Il cinema di Mann, improntato da sempre su una ricerca stilistica che mette in crisi, sovraccaricandone i significati, i sistemi simbolici costitutivi dell'evento filmico, si configura come una poetica dell’infra-visto, disvelando la natura ambigua dell’inquadratura come chiave d’accesso all’indeterminatezza dell’agire umano e al polimorfismo del reale.
Questa sua modalità di trasformare sotto i nostri occhi l’ethos del mezzo cinematografico in un senso aggiuntivo del nostro sistema percettivo; l’uso creativo, di estrema suggestione visiva, di un digitale HD leggero e pulviscolare perfettamente calibrato sulla frammentarietà di derive metropolitane contemporanee, l’attività frenetica e destabilizzante del suo segno espressivo, in Nemico pubblico si scontrano con la linearità di un tracciato narrativo convenzionalmente storico-biografico, che vincola pesantemente le spinte centrifughe e le possibilità di sfasature prospettiche attorno alla geografia dell’azione principale.
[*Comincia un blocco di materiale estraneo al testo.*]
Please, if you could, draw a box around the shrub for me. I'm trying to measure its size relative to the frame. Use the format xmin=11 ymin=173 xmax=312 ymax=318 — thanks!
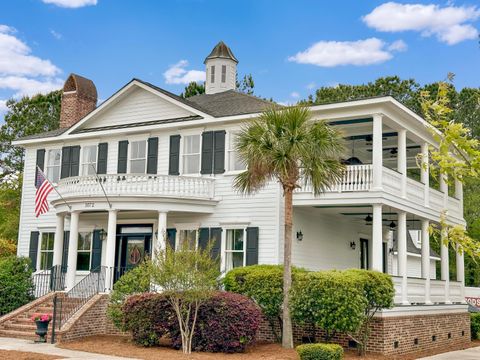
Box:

Così la complessa aritmia espressiva del regista arranca, rimanendo espediente esteriore e lo spettatore smaliziato non potrà fare a meno di cogliere i troppi tempi morti, una certa prevedibilità nei dialoghi, una caratterizzazione indefinita dei ruoli secondari, un finale forzatamente dilatato che non cambia le carte in tavola, se non fosse
per due colpi di coda che riconcilieranno il regista con il suo pubblico più esigente.
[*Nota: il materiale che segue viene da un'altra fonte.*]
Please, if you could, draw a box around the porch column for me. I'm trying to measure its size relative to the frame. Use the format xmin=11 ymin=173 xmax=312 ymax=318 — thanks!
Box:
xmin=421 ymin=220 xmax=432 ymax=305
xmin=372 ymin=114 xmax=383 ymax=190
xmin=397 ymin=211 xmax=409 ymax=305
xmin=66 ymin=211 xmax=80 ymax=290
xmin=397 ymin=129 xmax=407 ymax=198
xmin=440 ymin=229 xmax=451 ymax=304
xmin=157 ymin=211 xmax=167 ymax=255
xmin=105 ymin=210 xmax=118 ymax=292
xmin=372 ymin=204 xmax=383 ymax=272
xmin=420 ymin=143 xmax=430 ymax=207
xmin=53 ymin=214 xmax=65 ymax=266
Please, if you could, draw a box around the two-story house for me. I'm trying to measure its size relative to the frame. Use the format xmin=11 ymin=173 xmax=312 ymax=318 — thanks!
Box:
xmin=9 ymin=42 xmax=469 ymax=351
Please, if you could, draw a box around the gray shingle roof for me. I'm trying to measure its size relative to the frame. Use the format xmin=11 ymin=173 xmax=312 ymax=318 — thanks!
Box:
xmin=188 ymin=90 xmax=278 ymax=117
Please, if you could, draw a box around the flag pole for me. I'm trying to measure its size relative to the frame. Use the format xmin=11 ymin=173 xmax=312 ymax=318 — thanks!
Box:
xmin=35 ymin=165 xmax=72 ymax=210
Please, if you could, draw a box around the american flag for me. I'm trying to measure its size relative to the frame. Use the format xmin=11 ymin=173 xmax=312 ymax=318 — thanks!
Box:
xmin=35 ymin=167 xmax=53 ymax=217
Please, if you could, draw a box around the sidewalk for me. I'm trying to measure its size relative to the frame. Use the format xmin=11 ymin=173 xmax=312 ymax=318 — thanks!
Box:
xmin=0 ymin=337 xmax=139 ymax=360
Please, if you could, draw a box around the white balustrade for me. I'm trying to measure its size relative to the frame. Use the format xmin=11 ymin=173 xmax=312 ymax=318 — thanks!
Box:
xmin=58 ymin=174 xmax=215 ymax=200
 Mi riferisco al tormento meta-filmico di Dillinger, spettatore partecipe del destino di Blackie-Clark Gable , suo doppio di celluloide, che preannucia l'incombente martirio del bandito, e soprattutto alla deriva psico-geografica e surreale che lo condurrà, ormai apertamente ricercato, fin dentro la sede della squadra di Polizia che gli sta dando la caccia. Già quasi fantasma, il nemico pubblico numero uno si aggira indisturbato negli uffici della Legge semideserti e fissa le foto sulle pareti che ritraggono gli elementi del crimine.
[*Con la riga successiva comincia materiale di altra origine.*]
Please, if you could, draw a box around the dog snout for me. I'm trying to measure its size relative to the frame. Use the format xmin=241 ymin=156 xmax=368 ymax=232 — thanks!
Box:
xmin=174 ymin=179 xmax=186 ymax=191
Tutta la sua vita è là, fermata in quegli scatti. Il libero arbitrio ha le ore – gli anni – contate/i. Verrà un tempo panottico che costruirà profili perfetti solo incrociando dati, e allora non servirà più la fotografia, né il cinema. Ma per ora la preda Dillinger osserva se stesso attraverso gli occhi analogici del suo predatore, mentre l’attore protagonista Johnny Depp, e per suo tramite il regista stesso, osserva il suo Dillinger digitale come il progetto avanzato per un film incompiuto.